“A Short Film by Elephant Kind,” tertulis di poster digital dengan gambar seperti story board untuk film. Ketika saya mengunduh dan menyimak lagu demi lagu, pikiran melintas ke beberapa nama band internasional yang sudah cukup akrab bagi penikmat musik Indonesia. Tapi, ini band Indonesia.
Lebih lanjut, pikiran sampai ke satu titik, bahwa Elephant Kind adalah satu dari sekian band potensial yang bukan tidak mungkin membawa sesuatu yang benar-benar baru untuk dunia musik Indonesia. Rasanya tidak berlebihan merasakan hal itu setelah menyimak album mini mereka yang berjudul Scenarios.

Foto: Scenarios / Elephant Kind
Berawal dari Bam Mastro, pemuda berusia 23 tahun yang sangat tertarik dengan bidang seni dan kultur. Bam yang lahir dan besar di lingkungan global, mencicipi pergaulan yang luas. Dia lahir di Amerika Serikat, bersekolah di beberapa negara, diantaranya Cina, Taiwan dan Australia. Bam hanya mengecap pendidikan Indonesia sewaktu di Sekolah Dasar.
Sepulangnya dari studi seni di Western Australian Academy of Performing Art, Bam bertemu dengan John Paul Patton (bassist), Adisapoetra Bayu (drummer) dan Dewa Pratama (keyboardist, gitaris). Ketiga orang itu lebih dulu membantu proyek musik kakak kandung Bam, Neonomora.
Secara natural, muncul gagasan untuk membentuk sebuah band ketika mereka sedang berkumpul. Baik Bam, John atau dikenal dengan panggilan Coki (27), Bayu (25) dan Dewa (27), sebelumnya sudah aktif bermusik dengan aliran yang berbeda-beda.
Bayu sebelumnya dikenal bermain untuk band emo No Talent dan 2 Step North, sedangkan Coki sudah cukup dikenal melalui Kelompok Penerbang Roket.

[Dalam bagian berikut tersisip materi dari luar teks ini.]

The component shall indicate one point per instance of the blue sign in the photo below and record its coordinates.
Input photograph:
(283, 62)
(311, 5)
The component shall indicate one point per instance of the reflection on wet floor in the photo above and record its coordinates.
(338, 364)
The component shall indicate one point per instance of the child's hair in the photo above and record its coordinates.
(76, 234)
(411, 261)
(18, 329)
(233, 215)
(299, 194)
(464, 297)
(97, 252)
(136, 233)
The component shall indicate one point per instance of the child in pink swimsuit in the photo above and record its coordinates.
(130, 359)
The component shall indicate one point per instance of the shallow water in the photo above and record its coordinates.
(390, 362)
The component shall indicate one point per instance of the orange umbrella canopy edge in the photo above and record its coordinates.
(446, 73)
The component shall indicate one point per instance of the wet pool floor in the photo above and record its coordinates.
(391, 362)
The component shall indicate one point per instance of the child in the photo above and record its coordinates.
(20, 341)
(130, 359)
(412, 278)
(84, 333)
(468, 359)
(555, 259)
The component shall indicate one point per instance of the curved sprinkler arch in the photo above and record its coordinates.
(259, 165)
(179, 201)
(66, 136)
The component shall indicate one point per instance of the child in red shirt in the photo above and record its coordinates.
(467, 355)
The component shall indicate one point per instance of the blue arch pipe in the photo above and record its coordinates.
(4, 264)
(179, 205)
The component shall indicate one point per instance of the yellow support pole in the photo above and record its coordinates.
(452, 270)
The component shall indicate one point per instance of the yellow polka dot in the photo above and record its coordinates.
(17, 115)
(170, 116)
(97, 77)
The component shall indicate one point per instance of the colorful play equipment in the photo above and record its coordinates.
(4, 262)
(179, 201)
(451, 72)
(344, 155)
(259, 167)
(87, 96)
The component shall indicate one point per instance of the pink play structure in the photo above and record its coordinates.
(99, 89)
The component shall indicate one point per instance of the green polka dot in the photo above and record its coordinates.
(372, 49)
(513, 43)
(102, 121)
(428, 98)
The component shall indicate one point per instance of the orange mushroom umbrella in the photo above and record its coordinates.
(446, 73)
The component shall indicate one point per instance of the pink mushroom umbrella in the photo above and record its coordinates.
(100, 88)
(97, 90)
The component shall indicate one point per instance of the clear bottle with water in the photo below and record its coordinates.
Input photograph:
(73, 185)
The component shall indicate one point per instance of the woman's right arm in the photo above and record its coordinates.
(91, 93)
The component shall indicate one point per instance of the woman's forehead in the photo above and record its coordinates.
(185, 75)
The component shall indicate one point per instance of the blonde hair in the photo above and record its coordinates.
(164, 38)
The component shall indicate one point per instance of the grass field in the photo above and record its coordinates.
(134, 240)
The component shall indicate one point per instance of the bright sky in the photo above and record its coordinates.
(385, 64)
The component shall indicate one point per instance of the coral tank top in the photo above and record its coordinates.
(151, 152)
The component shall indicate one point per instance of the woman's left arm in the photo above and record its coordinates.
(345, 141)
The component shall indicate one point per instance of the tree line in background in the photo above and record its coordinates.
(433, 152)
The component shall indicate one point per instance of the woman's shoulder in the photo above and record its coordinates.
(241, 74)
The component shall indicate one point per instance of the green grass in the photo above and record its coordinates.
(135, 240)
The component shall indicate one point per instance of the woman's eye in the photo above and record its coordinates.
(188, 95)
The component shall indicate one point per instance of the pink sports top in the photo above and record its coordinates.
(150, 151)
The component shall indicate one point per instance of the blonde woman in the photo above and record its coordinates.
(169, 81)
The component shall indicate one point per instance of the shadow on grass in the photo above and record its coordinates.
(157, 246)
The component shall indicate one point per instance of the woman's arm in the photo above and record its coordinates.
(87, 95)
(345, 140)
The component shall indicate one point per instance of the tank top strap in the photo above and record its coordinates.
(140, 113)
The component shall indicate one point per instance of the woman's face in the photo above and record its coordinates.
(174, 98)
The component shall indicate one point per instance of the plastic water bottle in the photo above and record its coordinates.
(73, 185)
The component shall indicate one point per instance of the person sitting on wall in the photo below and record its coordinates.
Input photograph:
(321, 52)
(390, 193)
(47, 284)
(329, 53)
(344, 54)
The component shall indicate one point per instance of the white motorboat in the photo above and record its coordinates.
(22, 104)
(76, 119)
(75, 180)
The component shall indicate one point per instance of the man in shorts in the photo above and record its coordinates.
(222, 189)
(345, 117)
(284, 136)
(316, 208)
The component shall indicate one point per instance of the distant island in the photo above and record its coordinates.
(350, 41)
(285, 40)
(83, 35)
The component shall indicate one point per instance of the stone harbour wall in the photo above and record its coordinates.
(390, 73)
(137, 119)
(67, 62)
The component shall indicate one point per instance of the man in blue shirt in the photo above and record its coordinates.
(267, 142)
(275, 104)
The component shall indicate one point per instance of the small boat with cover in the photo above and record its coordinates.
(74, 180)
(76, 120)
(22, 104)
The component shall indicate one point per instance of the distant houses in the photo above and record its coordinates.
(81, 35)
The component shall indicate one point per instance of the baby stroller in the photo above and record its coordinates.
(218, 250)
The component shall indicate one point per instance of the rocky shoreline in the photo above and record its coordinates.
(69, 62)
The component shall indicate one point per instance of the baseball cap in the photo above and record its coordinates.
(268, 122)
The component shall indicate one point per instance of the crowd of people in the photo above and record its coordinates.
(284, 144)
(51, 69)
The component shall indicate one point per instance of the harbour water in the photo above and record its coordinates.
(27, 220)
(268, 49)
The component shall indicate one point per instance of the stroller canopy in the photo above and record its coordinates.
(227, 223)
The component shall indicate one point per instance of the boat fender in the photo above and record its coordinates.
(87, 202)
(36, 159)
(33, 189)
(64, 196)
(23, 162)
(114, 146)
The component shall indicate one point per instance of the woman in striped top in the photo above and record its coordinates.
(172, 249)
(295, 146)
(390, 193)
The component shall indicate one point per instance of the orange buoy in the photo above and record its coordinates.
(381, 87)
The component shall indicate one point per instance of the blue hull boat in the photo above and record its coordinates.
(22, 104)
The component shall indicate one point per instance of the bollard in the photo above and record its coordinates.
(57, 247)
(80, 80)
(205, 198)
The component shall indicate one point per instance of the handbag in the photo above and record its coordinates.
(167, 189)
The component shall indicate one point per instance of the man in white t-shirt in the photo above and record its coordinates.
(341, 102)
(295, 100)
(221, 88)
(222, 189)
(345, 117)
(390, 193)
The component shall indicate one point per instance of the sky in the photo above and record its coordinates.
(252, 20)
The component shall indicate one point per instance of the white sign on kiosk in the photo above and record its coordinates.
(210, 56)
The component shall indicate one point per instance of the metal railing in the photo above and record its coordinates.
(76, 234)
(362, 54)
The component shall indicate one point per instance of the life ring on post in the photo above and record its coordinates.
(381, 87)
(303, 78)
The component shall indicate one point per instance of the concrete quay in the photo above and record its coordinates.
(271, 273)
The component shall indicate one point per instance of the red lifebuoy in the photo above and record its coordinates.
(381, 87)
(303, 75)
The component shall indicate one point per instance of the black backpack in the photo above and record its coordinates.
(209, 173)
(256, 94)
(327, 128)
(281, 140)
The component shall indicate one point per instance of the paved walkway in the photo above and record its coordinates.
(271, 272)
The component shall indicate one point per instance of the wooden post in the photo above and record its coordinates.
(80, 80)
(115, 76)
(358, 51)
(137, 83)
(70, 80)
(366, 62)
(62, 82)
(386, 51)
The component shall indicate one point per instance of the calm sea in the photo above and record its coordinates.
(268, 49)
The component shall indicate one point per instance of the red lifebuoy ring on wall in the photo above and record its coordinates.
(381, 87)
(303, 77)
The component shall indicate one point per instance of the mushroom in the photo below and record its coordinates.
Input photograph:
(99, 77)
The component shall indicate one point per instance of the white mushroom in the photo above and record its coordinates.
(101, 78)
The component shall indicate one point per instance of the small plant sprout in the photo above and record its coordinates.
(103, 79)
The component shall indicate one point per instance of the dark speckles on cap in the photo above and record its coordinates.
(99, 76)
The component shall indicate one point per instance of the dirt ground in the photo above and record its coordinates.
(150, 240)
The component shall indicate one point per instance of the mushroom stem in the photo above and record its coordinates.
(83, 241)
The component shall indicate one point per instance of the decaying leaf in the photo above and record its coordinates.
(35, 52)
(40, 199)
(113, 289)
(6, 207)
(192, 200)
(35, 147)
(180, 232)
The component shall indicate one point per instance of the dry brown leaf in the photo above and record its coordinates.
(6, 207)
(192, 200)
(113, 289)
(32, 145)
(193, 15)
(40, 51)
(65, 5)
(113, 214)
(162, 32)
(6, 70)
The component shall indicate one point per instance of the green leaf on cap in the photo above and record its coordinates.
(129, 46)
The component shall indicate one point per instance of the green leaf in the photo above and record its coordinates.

Bam sendiri sudah menjajal panggung Australia dengan band SaySky dan Dewa sempat memiliki proyek musik elektronika bernama Zig Zag Love.
“Yang menyatukan (Elephant Kind) bukan jenis musik kita, karena jenis musik kita (awalnya) beda-beda. Yang menyatukan kita adalah visi-misi kita yang sama. Kita pengin represent Indonesia as an artist. The true ambassador are the young artist, bukan pemerintah. Indonesia yang kita mau tunjukin adalah Indonesia itu friendly. Karena pengalaman gue di luar (negeri) sebagai orang Asia dan Indonesia jadi minoritas,” kata Bam.

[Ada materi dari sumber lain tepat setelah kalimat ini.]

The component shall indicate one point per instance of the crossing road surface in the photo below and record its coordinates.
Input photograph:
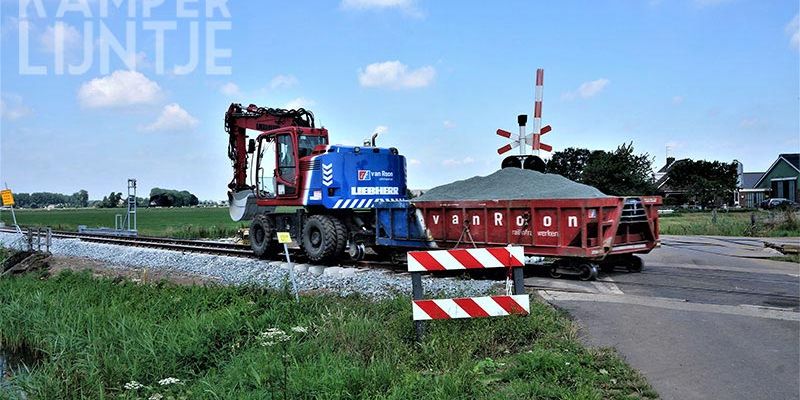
(708, 318)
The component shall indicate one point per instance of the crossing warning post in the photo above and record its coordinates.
(285, 238)
(514, 302)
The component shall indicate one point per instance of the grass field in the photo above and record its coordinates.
(215, 222)
(168, 222)
(775, 224)
(94, 336)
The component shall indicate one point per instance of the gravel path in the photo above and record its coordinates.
(235, 270)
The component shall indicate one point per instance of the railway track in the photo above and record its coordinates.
(199, 246)
(183, 245)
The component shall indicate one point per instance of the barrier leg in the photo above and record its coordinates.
(417, 293)
(518, 275)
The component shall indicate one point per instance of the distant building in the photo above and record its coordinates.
(747, 195)
(782, 177)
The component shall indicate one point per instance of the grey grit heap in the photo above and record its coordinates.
(512, 184)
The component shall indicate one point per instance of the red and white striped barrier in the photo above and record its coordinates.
(471, 307)
(442, 260)
(512, 257)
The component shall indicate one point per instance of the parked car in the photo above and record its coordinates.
(778, 202)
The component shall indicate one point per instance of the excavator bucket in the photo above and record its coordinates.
(243, 205)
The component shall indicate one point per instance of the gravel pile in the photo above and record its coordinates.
(512, 184)
(371, 283)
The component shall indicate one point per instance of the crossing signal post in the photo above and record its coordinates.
(532, 139)
(285, 238)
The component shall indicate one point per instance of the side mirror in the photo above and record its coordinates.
(251, 146)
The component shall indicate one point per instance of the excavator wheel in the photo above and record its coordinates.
(324, 238)
(262, 237)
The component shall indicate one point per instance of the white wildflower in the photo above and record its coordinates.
(169, 381)
(133, 385)
(272, 335)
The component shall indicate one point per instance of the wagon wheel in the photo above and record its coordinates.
(607, 267)
(635, 264)
(587, 272)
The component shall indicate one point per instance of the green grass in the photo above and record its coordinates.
(168, 222)
(770, 224)
(95, 335)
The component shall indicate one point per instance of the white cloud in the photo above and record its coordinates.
(751, 123)
(381, 129)
(587, 89)
(709, 3)
(367, 4)
(60, 33)
(299, 102)
(406, 6)
(230, 89)
(139, 61)
(793, 30)
(452, 162)
(395, 75)
(121, 88)
(282, 81)
(11, 107)
(173, 118)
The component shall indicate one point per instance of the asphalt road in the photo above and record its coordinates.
(708, 318)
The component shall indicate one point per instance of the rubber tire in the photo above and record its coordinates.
(587, 272)
(341, 234)
(262, 237)
(635, 264)
(324, 238)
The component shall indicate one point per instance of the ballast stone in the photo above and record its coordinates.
(512, 184)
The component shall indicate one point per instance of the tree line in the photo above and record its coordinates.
(158, 198)
(623, 172)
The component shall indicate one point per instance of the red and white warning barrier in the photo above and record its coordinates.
(442, 260)
(512, 257)
(471, 307)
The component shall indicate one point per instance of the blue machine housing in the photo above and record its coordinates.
(397, 224)
(353, 177)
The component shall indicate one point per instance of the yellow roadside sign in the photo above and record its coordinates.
(284, 237)
(7, 197)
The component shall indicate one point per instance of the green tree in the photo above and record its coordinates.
(80, 198)
(705, 182)
(172, 198)
(568, 163)
(621, 172)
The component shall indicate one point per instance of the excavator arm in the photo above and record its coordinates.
(239, 119)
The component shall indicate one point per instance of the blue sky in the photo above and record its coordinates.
(712, 79)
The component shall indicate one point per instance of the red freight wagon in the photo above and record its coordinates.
(583, 233)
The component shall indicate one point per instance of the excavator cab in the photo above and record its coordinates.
(277, 159)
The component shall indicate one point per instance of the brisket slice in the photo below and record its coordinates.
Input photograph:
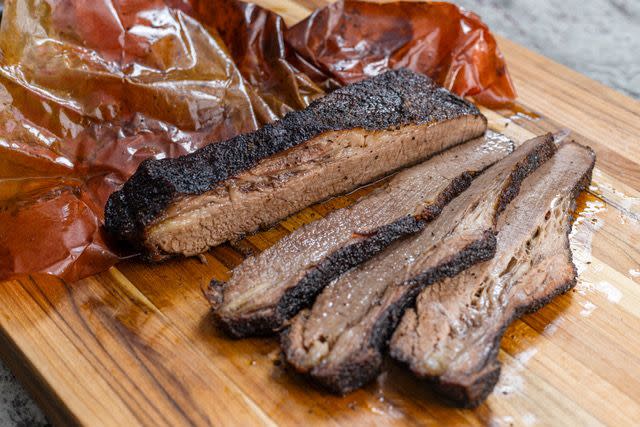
(453, 335)
(268, 289)
(339, 341)
(348, 138)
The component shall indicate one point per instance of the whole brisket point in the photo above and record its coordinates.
(270, 288)
(339, 341)
(348, 138)
(453, 335)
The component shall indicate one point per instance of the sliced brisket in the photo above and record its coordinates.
(339, 341)
(266, 290)
(348, 138)
(453, 335)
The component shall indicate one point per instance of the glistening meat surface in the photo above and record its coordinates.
(348, 138)
(453, 335)
(339, 341)
(268, 289)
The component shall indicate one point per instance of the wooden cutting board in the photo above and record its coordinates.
(136, 344)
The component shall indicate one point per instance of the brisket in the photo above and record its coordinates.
(339, 341)
(453, 335)
(268, 289)
(348, 138)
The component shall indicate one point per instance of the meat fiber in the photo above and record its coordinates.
(268, 289)
(339, 341)
(453, 335)
(350, 137)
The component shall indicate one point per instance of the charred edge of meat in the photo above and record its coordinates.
(387, 101)
(472, 395)
(541, 154)
(363, 366)
(485, 379)
(268, 321)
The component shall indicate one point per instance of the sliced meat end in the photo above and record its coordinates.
(339, 342)
(346, 139)
(267, 290)
(453, 335)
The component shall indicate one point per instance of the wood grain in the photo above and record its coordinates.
(137, 346)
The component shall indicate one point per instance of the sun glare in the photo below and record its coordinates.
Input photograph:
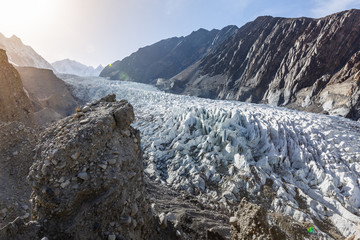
(24, 15)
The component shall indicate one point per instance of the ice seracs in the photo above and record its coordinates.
(226, 150)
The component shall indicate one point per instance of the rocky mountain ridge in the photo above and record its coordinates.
(302, 63)
(49, 95)
(166, 58)
(20, 54)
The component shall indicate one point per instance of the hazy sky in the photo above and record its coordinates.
(102, 31)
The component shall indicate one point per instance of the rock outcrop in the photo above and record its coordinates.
(49, 95)
(16, 148)
(302, 63)
(14, 102)
(68, 66)
(252, 221)
(166, 58)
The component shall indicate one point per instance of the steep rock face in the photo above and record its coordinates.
(49, 95)
(306, 64)
(16, 150)
(14, 102)
(252, 221)
(22, 55)
(68, 66)
(166, 58)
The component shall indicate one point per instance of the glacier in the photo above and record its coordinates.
(222, 151)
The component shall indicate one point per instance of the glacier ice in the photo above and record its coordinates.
(225, 149)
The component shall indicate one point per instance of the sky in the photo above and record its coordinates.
(97, 32)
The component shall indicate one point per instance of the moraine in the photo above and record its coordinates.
(222, 150)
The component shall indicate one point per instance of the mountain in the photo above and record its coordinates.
(301, 167)
(166, 58)
(22, 55)
(15, 104)
(68, 66)
(301, 63)
(49, 95)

Singkatnya, empat anak muda ini memutuskan untuk membentuk sebuah grup musik yang punya konsep secara musik, citra, fashion, sikap dan pendirian. Lahirlah Elephant Kind.

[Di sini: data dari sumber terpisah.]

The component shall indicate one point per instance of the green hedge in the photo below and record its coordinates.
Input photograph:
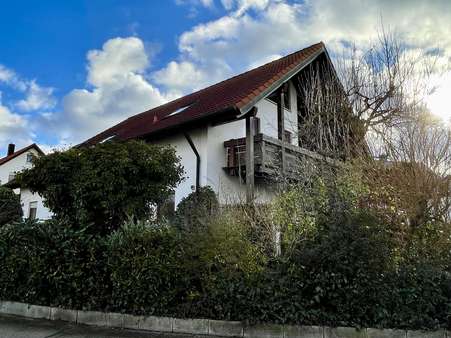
(333, 279)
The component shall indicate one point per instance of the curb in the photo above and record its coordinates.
(206, 327)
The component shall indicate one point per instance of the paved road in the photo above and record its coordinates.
(14, 327)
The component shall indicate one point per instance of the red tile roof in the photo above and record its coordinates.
(20, 152)
(233, 96)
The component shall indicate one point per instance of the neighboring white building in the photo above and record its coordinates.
(212, 129)
(14, 162)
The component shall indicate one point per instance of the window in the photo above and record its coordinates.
(29, 157)
(257, 126)
(33, 210)
(275, 96)
(287, 136)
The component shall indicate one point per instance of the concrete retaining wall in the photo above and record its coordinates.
(205, 327)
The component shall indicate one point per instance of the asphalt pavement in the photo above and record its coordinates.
(15, 327)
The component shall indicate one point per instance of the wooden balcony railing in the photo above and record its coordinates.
(267, 156)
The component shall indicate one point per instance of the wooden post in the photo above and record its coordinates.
(281, 126)
(250, 158)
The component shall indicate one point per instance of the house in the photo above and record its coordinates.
(14, 162)
(236, 134)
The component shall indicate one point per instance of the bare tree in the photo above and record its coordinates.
(418, 159)
(370, 90)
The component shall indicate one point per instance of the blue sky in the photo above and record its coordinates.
(69, 69)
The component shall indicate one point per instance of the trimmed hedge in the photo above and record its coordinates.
(147, 269)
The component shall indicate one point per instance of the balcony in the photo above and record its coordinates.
(268, 157)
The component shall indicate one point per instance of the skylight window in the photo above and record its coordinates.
(178, 111)
(108, 139)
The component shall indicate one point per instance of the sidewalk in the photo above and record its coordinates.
(14, 327)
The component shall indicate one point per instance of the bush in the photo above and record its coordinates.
(340, 264)
(52, 264)
(146, 270)
(197, 208)
(105, 184)
(10, 208)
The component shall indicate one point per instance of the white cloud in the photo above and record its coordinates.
(13, 128)
(38, 98)
(117, 59)
(117, 89)
(183, 77)
(255, 31)
(10, 78)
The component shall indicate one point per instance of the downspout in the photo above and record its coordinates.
(193, 147)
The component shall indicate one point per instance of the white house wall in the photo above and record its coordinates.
(15, 165)
(267, 112)
(209, 141)
(188, 159)
(26, 197)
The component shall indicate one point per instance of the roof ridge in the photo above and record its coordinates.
(228, 79)
(226, 96)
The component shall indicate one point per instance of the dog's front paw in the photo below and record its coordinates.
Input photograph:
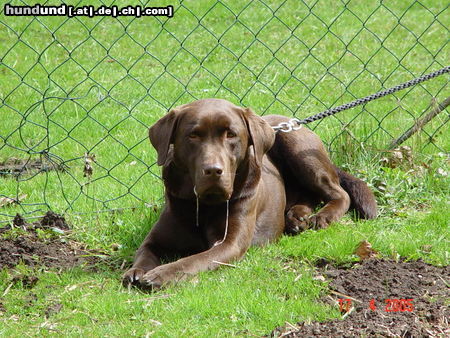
(162, 275)
(133, 276)
(318, 221)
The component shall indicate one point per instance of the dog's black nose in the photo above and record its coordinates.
(213, 170)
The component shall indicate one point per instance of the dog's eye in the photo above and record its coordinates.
(230, 134)
(193, 136)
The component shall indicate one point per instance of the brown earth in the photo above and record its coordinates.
(386, 299)
(43, 243)
(18, 166)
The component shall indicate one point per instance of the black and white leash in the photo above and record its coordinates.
(295, 124)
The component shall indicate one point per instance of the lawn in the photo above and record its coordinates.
(93, 85)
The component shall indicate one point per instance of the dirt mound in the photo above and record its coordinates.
(18, 166)
(383, 298)
(42, 243)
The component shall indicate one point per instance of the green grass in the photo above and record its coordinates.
(285, 57)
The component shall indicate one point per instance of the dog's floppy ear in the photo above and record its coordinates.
(161, 135)
(262, 136)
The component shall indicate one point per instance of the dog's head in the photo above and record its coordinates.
(211, 139)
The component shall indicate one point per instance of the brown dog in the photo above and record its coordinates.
(231, 182)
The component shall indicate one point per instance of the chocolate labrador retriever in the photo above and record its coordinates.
(231, 182)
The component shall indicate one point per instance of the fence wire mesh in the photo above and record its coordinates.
(78, 94)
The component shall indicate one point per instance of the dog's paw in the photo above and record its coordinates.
(132, 277)
(295, 224)
(162, 275)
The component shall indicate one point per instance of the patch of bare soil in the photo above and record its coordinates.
(44, 242)
(18, 166)
(383, 298)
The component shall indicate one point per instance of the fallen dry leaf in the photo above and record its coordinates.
(365, 251)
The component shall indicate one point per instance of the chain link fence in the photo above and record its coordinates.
(77, 94)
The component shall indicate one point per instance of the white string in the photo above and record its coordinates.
(226, 225)
(196, 213)
(226, 220)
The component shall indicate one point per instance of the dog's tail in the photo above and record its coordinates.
(361, 197)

“Waktu itu pas lagi bikin research enggak sengaja buka Twitter, dan ada fakta legit tentang elephant bahwa gajah itu bisa mati karena patah hati dan gue merasa relateable dengan manusia. Gue pengin nunjukin ke orang-orang yang punya low self esteem dan naikin self esteem-nya mereka lewat musik. Karena di lagu pertama (Elephant Kind) ada kata-kata yang menunjukkan lo bangun diri sendiri dan jangan mau dijatuhin orang dan the only hope that you have is yourself,” urai Bam.
Kemudian Elephant Kind melepas singel Be Somebody sebagai bentuk perkenalan resmi mereka. Tidak butuh waktu lama, mereka lantas melepas sebuah mini album Scenarios pada bulan Oktober. Seperti yang sudah dijelaskan di atas, album mini itu berkonsep film tanpa visual.
.jpg)
Foto: Elephant Kind / Facebook
Album Mini dan Kepedihan yang Riang
“Julian Day was in his late 20’s when he took his own life. This is how the end of his story begins,” seperti tertulis pada bagian belakang Scenarios. Mini album yang menggabungkan lagu dengan penggalan narasi ini memang mengusung tema “bunuh diri” sebagai kisah utama. Tetapi bagaimana cara Elephant Kind menerjemahkan bunuh diri itu sendiri yang menarik.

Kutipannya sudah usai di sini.